The Western Balkan countries on Saturday held their third meeting in the last three months to forge closer cooperation in their quest to join the 28-nation European Union.
The leaders of these nations met in the Albanian capital, Tirana, to strengthen their "little Schengen" initiative.
Prime Ministers Edi Rama of Albania and Zoran Zaev of North Macedonia, along with Serbian President Aleksander Vucic and Montenegro's Milo Djukanovic discussed concrete steps that are needed to establish a free trade zone to attract more foreign investment.
"The Western Balkan initiative is to take ahead some processes started for years and to carry out deals agreed for many years,'' said PM Rama. "We should be courageous to cooperate for our future," he added.

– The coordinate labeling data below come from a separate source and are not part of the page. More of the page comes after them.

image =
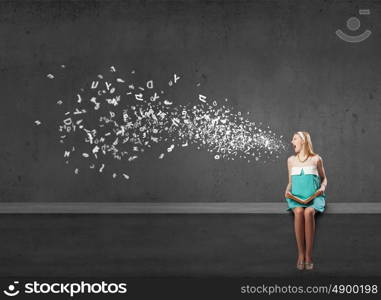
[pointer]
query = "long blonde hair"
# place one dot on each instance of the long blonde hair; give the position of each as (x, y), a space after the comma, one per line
(308, 148)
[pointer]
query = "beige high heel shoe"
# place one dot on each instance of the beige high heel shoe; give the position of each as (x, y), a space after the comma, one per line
(309, 266)
(300, 265)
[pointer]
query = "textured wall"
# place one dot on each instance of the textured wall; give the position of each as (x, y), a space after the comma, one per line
(279, 60)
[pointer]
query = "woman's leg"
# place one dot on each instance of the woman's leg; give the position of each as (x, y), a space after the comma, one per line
(299, 231)
(309, 217)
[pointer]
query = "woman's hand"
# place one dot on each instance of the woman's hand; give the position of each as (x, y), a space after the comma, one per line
(321, 189)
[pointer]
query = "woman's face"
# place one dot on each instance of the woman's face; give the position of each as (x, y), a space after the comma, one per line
(297, 143)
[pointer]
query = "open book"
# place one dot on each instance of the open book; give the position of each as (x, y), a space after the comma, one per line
(291, 196)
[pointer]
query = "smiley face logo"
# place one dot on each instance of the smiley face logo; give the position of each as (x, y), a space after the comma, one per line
(12, 291)
(353, 24)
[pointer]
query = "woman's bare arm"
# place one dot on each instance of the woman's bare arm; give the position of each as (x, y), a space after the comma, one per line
(321, 171)
(288, 188)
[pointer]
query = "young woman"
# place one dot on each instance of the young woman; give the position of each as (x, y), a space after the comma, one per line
(306, 175)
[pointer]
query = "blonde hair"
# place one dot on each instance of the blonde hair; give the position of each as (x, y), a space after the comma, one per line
(308, 148)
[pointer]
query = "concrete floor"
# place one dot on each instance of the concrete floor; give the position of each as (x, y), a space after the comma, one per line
(205, 245)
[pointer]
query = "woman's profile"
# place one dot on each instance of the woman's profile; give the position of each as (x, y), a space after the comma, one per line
(306, 175)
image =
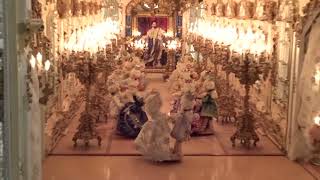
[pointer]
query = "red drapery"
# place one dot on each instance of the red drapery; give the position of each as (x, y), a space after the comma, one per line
(144, 23)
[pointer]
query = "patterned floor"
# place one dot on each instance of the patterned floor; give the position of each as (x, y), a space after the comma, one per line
(218, 144)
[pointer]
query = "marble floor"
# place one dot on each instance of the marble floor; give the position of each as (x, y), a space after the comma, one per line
(218, 144)
(191, 168)
(207, 158)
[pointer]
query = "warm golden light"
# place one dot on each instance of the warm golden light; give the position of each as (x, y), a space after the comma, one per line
(93, 38)
(39, 60)
(47, 65)
(240, 37)
(317, 120)
(32, 61)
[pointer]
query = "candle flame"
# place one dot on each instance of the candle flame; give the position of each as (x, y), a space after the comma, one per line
(317, 120)
(47, 65)
(33, 61)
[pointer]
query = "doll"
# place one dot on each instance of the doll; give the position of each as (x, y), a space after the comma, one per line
(115, 104)
(153, 141)
(209, 109)
(182, 125)
(131, 118)
(175, 104)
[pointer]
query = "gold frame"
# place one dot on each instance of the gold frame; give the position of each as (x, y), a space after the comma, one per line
(171, 20)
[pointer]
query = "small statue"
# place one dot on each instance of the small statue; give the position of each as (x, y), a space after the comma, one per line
(231, 8)
(245, 9)
(131, 118)
(176, 103)
(153, 141)
(182, 125)
(220, 9)
(209, 109)
(115, 103)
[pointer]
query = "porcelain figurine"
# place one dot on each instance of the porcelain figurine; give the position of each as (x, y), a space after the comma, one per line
(131, 118)
(153, 141)
(182, 126)
(209, 109)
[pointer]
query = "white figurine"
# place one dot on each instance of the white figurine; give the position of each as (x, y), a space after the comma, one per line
(182, 125)
(153, 141)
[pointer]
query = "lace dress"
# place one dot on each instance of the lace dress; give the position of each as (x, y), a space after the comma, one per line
(153, 141)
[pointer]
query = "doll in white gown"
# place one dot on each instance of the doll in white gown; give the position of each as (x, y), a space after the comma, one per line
(153, 141)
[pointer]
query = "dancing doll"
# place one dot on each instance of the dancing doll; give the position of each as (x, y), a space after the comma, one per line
(209, 109)
(153, 141)
(182, 125)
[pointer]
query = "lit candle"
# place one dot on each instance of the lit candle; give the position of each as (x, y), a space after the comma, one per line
(33, 61)
(39, 60)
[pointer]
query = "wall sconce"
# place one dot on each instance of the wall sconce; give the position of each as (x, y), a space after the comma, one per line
(316, 79)
(32, 61)
(47, 65)
(39, 60)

President Vucic said the Western Balkan leaders discussed agreements "to make our cooperation more intensive.''
During the next meeting, in Serbia, the countries will present a "developing map'' with the help of the World Bank and the European Commission.
The European Union has pledged €1.2 billion ($1.33 billion) for the Western Balkans, according to Rama.
Although the six Balkan countries are taking joint measures to boost their chances to join the bloc, all of them are at different stages in their EU bids.
While Montenegro and Serbia are already holding accession talks with Brussels, the Albanian and North Macedonian bids were blocked in October by some EU members.
"Albania and North Macedonia expect positive messages next spring,'' said North Macedonia's Zaev.
Bosnia and Kosovo did not participate in the Tirana summit. Kosovo President Hashim Thaci says the meetings are "meaningless'' as long as Serbia and Bosnia-Herzegovina do not recognize his country's independence.
Albania's Rama urged Kosovo and Bosnia to ignore their differences and look for common interests.